The USSeerBG border group does not contain or support an alternate set of abbreviations. If rowNames is set to alt_ab, an warning is generated and the standard Seer registry abbreviations are used.
The following steps should be used to export data for micromapST's use from the SEER*Stat Website:
Log on to the SEER^Stat website.
Create the matrix of results you want in SEER*Stat.
Click on Matrix, Export, Results as Text File (if you created multiple matrices of results, make sure that the one you want to export is highlighted)
In the Matrix Export Options window, click on:
Output variables as Labels without quotes
Remove all thousands separators
Output variable names before data
Preserve matrix columns & rename fields
Leave defaults clicked for Line delimiter, Missing Character, and Field delimiter
Change names and locations of text and dictionary files from defaults to the appropriate name and directory location.
To read the resulting text file into R use the read.delim
function with header = TRUE.
Follow the read.delim
call with a str
function to verify the data was read correctly.

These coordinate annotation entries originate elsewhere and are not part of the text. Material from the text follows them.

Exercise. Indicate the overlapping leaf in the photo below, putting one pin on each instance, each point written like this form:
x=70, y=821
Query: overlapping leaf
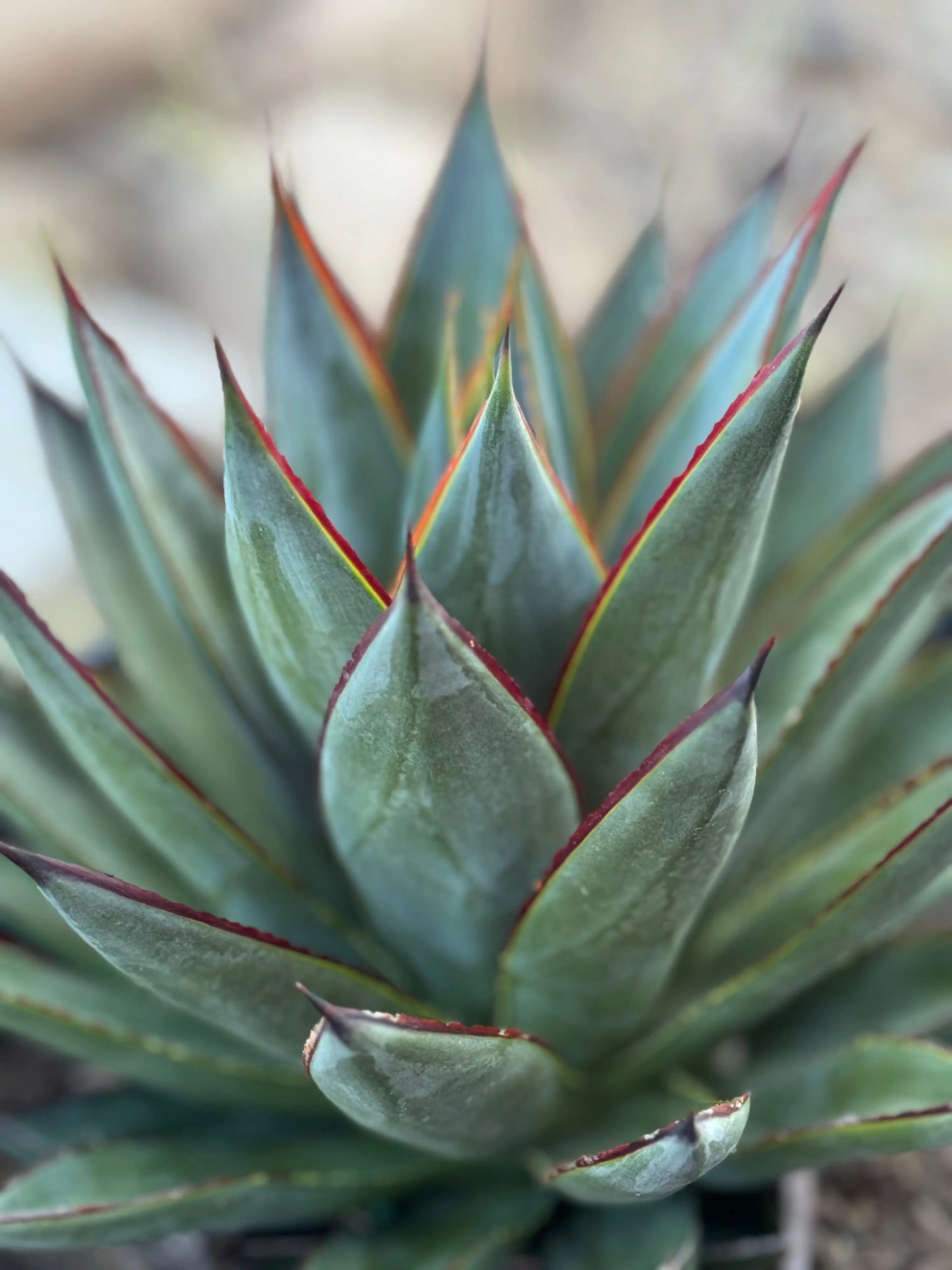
x=653, y=642
x=456, y=1091
x=598, y=940
x=443, y=794
x=331, y=405
x=504, y=550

dataT <- read.delim("c:\datadir\seerstat.txt",header=FALSE) str(dataT)
Source
NCI
References
United States National Cancer Institute Seer Website at www.seer.cancer.gov; Seer Software at seer.cancer.gov/seerstat.; United States Census Bureau, Geography Division. "Census Regions and Divisions of the United States" (PDF). Retrieved 2013-01-10.